The 25 percent tax is the same rate that Oregon started charging this year, Ashe said, but less than the 37 percent Washington state charges. The Vermont proposal would be an excise tax charged on marijuana sales made at stores that sell marijuana.

The rate at which marijuana is taxed is a key decision, which will influence whether a legal market can compete with the black market while still raising enough money to provide the drug counseling and policing that advocates have promised.

But there are questions about whether the marijuana legalization bill will even reach the Senate floor this year, let alone make it to a more reluctant House chamber.

As it stands, the bill lacks support to pass the seven-member Senate Appropriations Committee, which is scheduled to start considering the issue next week. All eyes are on Sens. Jane Kitchel (D-Caledonia) and Diane Snelling (R-Chittenden), two members who say they have concerns about legalization, but haven’t decided how they’ll vote.

Both Kitchel and Snelling are likely needed for the bill to pass out of Senate Appropriations. "The key vote is going to be in there," said Senate President Pro Tempore John Campbell (D-Windsor), an Appropriations Committee member who opposes legalization.

Asked if her vote is a key to the bill’s future, Snelling said, “That’s what I’m being told.”

Snelling met Wednesday with lobbyists representing the pro-legalization Marijuana Policy Project, but came away still uncommitted. “I’m not there yet," she said. "I’m worried about the kids.”

On Wednesday, Kitchel, the Appropriations Committee chair, met with Gov. Peter Shumlin’s staff. “I haven’t really made a decision yet,” she said afterward, citing public health and safety concerns.

Three members of the committee — Sens. Alice W. Nitka (D-Windsor), Robert Starr (D-Essex/Orleans) and Campbell — have all indicated they oppose legalization.

There are ways for the bill to advance without a majority vote. A member who opposes the bill might be persuaded to vote in favor, so that the full Senate can have the debate. Or the committee could choose to send the bill to the floor with a negative recommendation.

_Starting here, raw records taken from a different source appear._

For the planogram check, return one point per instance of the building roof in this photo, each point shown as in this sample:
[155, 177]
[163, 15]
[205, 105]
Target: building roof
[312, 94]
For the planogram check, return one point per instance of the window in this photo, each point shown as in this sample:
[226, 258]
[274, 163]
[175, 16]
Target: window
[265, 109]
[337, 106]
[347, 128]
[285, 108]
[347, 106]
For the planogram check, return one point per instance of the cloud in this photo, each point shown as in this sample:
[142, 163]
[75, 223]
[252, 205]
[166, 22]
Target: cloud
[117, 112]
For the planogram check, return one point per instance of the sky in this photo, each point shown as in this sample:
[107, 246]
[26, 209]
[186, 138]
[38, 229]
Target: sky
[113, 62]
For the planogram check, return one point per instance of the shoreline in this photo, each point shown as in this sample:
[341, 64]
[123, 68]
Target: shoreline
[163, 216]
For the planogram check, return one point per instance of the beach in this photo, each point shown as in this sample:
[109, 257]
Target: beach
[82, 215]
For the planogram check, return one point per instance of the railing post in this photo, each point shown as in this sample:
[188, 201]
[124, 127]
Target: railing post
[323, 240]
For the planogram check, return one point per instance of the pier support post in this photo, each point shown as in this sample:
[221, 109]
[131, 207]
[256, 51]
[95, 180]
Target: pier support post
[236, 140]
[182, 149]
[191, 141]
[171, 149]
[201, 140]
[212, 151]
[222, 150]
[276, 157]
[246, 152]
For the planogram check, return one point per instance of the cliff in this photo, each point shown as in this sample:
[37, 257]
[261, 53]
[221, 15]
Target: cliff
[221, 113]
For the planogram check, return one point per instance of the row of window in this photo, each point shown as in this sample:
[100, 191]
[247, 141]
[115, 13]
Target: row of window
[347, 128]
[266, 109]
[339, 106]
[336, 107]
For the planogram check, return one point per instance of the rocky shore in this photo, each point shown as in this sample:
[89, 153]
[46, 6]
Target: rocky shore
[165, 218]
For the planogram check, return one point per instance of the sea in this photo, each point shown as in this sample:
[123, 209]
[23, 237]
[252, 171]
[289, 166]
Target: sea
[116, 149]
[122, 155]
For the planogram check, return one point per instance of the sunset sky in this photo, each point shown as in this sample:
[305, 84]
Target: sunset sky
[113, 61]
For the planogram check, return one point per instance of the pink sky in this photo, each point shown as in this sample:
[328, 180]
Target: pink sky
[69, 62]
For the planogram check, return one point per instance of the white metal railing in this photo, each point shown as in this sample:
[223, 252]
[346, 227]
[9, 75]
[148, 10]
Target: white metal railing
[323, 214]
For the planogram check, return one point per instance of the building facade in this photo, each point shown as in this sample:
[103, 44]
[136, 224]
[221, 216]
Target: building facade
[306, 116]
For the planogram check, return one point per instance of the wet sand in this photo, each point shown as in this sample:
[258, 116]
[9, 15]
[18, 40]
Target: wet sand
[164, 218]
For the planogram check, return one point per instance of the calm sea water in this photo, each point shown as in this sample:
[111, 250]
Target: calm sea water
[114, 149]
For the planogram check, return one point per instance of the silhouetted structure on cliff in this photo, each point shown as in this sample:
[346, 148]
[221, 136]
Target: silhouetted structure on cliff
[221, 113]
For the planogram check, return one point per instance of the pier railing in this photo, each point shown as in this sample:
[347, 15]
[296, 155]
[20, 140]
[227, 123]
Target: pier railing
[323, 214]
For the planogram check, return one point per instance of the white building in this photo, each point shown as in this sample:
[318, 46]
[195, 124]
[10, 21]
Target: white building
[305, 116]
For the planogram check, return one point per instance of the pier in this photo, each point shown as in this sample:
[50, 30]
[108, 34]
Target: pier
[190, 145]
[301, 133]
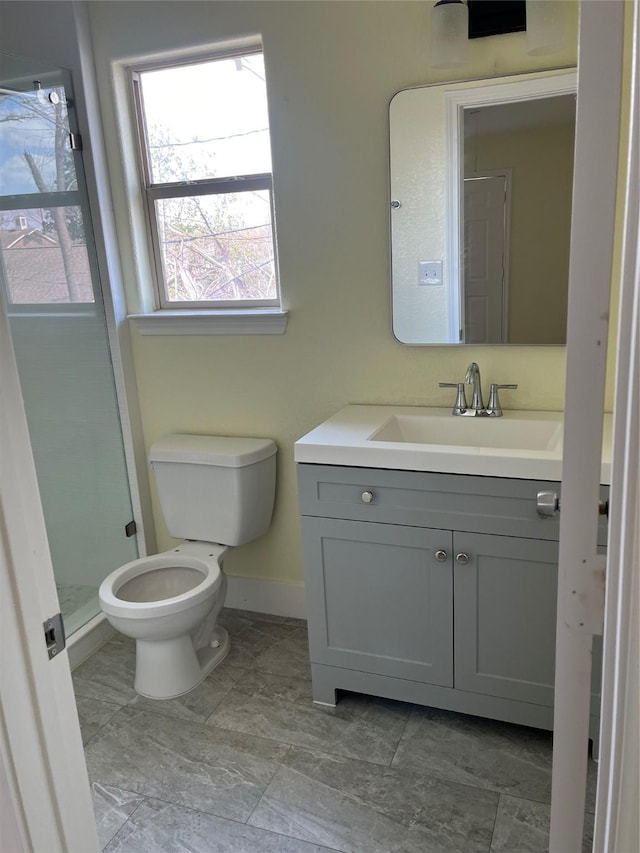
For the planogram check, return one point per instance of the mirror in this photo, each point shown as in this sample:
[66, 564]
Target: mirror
[481, 181]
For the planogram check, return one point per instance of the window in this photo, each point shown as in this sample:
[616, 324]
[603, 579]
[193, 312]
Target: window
[45, 263]
[205, 155]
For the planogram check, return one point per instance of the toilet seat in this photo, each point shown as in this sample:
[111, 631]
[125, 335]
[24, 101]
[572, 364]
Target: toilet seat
[203, 557]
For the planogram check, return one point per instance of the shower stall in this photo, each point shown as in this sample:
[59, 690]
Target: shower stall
[50, 277]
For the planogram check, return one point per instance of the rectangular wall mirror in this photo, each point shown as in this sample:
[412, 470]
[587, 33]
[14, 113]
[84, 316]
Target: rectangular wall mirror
[481, 179]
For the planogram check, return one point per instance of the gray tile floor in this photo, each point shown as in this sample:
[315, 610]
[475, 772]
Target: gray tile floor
[247, 764]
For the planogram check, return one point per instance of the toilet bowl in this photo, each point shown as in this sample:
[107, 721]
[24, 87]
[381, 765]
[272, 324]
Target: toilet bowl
[168, 604]
[215, 492]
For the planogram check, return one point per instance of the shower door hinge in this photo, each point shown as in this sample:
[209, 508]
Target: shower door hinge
[54, 635]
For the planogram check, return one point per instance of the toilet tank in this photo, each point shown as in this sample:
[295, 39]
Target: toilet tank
[215, 488]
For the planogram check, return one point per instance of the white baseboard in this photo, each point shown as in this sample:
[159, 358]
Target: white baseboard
[88, 639]
[278, 599]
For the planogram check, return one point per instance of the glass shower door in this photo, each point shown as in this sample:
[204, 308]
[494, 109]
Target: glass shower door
[50, 276]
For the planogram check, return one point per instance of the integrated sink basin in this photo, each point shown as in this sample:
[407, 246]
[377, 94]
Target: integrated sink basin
[474, 432]
[521, 444]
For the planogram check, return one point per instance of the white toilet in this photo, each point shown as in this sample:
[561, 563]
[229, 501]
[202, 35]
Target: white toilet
[215, 492]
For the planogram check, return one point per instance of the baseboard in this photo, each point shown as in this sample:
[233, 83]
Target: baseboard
[88, 639]
[276, 598]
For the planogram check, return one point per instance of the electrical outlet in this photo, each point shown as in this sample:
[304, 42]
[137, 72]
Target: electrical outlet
[429, 272]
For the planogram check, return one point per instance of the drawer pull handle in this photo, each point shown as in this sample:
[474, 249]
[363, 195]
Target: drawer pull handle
[548, 504]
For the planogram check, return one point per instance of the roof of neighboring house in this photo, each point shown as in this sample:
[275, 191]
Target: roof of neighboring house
[35, 269]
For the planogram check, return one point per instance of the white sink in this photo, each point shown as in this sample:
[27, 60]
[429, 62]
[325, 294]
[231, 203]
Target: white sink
[505, 432]
[525, 445]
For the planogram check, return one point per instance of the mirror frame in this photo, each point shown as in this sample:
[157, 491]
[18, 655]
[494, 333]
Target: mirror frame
[460, 95]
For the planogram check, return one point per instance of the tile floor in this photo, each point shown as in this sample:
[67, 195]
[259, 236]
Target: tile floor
[246, 764]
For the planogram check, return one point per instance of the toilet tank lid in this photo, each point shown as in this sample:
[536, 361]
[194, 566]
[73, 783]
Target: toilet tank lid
[226, 451]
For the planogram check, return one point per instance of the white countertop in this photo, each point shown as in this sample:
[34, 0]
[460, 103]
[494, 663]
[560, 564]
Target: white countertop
[344, 439]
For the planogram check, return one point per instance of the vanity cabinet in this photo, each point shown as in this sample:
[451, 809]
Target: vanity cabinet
[438, 589]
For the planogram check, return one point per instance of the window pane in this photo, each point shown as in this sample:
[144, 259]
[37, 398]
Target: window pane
[44, 256]
[34, 149]
[218, 247]
[207, 120]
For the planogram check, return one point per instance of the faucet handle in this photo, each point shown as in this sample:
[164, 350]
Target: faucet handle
[460, 406]
[494, 409]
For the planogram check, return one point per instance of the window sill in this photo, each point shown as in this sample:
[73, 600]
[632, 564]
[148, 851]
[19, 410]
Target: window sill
[253, 321]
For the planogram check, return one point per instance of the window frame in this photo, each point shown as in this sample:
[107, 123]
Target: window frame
[153, 192]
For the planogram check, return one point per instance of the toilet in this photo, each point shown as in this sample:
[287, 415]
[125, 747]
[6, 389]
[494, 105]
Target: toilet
[215, 492]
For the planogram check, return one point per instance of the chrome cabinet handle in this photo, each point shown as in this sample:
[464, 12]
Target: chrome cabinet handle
[548, 504]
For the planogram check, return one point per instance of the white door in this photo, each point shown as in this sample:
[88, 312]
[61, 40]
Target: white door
[581, 572]
[46, 798]
[484, 259]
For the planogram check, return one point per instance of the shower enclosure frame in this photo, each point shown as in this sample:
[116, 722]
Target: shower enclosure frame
[108, 280]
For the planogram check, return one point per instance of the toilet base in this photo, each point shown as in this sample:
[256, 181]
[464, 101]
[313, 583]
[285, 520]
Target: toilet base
[166, 669]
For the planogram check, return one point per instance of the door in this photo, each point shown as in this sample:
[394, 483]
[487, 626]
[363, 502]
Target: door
[485, 263]
[382, 598]
[50, 275]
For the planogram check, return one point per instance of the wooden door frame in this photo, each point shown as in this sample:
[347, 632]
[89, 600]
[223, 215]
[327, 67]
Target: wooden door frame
[581, 570]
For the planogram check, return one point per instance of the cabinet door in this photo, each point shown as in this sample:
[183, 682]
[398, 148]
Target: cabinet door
[505, 616]
[378, 599]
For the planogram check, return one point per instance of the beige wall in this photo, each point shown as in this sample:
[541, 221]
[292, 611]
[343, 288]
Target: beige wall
[541, 164]
[332, 69]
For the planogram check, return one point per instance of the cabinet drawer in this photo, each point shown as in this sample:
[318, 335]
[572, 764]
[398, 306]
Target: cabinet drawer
[423, 499]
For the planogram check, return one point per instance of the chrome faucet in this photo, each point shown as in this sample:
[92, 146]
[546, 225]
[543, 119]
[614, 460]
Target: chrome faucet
[472, 377]
[477, 408]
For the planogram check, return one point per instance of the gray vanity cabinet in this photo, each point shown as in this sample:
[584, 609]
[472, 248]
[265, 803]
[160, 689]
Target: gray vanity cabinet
[381, 599]
[505, 612]
[438, 589]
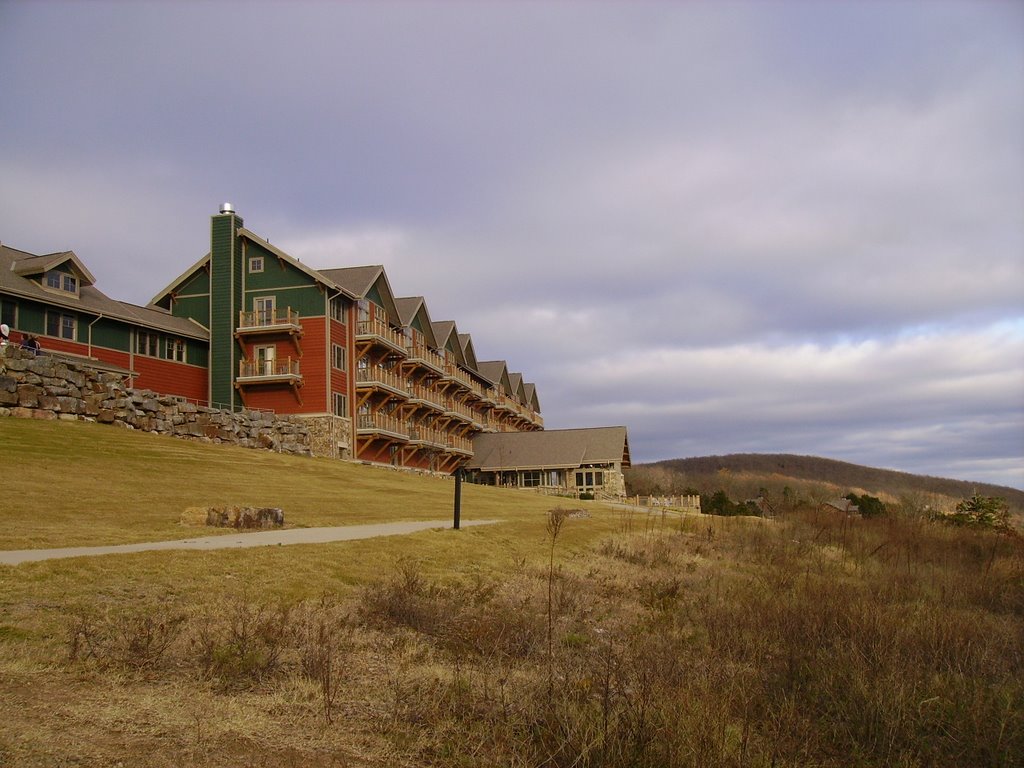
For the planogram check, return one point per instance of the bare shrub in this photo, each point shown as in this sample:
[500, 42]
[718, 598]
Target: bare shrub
[323, 635]
[242, 643]
[135, 638]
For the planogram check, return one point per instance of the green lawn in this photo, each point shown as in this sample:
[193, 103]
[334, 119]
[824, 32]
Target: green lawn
[76, 483]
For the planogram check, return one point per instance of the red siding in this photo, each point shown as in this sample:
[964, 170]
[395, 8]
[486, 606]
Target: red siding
[165, 377]
[312, 365]
[168, 377]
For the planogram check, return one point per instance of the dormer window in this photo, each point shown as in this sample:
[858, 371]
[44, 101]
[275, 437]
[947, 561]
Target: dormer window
[61, 282]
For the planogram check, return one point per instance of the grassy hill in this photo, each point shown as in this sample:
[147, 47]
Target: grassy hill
[597, 636]
[748, 472]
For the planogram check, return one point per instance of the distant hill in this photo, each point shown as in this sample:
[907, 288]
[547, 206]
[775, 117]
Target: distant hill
[770, 469]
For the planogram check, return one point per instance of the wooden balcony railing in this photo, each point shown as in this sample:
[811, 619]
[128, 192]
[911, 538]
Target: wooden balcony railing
[419, 433]
[275, 369]
[379, 332]
[425, 354]
[460, 444]
[265, 318]
[454, 372]
[381, 423]
[459, 409]
[367, 377]
[420, 392]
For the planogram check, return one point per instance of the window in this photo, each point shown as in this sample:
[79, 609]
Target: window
[61, 282]
[62, 326]
[264, 306]
[146, 343]
[339, 356]
[340, 404]
[8, 312]
[338, 307]
[175, 350]
[266, 360]
[531, 478]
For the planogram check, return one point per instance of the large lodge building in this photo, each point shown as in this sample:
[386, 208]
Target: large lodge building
[250, 327]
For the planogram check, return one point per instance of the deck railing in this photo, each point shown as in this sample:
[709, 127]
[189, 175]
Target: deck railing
[425, 353]
[420, 392]
[381, 423]
[377, 375]
[268, 317]
[378, 329]
[268, 369]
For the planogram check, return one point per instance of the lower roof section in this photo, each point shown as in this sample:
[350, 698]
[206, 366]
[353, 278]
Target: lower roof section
[550, 449]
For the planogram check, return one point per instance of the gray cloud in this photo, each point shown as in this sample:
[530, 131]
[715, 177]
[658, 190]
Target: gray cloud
[742, 226]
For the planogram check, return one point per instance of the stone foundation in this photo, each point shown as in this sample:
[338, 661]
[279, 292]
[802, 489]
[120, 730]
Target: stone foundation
[51, 387]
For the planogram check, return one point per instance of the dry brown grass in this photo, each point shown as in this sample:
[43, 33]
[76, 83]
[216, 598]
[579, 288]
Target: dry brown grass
[810, 640]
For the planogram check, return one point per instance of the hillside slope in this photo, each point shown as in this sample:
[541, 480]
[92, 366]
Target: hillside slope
[775, 467]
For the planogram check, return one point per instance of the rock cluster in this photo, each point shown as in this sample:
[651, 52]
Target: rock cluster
[238, 517]
[53, 387]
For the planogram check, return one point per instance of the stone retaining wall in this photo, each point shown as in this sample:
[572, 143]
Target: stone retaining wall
[54, 387]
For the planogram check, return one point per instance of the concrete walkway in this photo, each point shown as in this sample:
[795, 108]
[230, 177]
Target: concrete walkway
[254, 539]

Other concerns about legalization continue to circulate in the Statehouse. The Senate Economic Development, Housing & General Affairs Committee has been grappling with whether the rules surrounding employee drug testing are sufficient to protect employers. The Senate Transportation Committee has been hearing a slew of concerns from police agencies.

This week, Shumlin administration staff unveiled a plan to the Senate Finance Committee that jettisons an earlier plan to add eight new troopers in 2017 — delaying that until 2018. 

Finance Commissioner Andy Pallito also presented a plan by which a small amount of the estimated $2.21 million start-up costs for administering legalized marijuana would be spent in 2017 with money borrowed from 2018. That's potentially an unprecedented approach.

Asked about it this week, Shumlin didn’t defend the plan. “You don’t have to do that if you don’t want to,” he said, turning the decision back to legislators. “If they want to make different choices, they can.”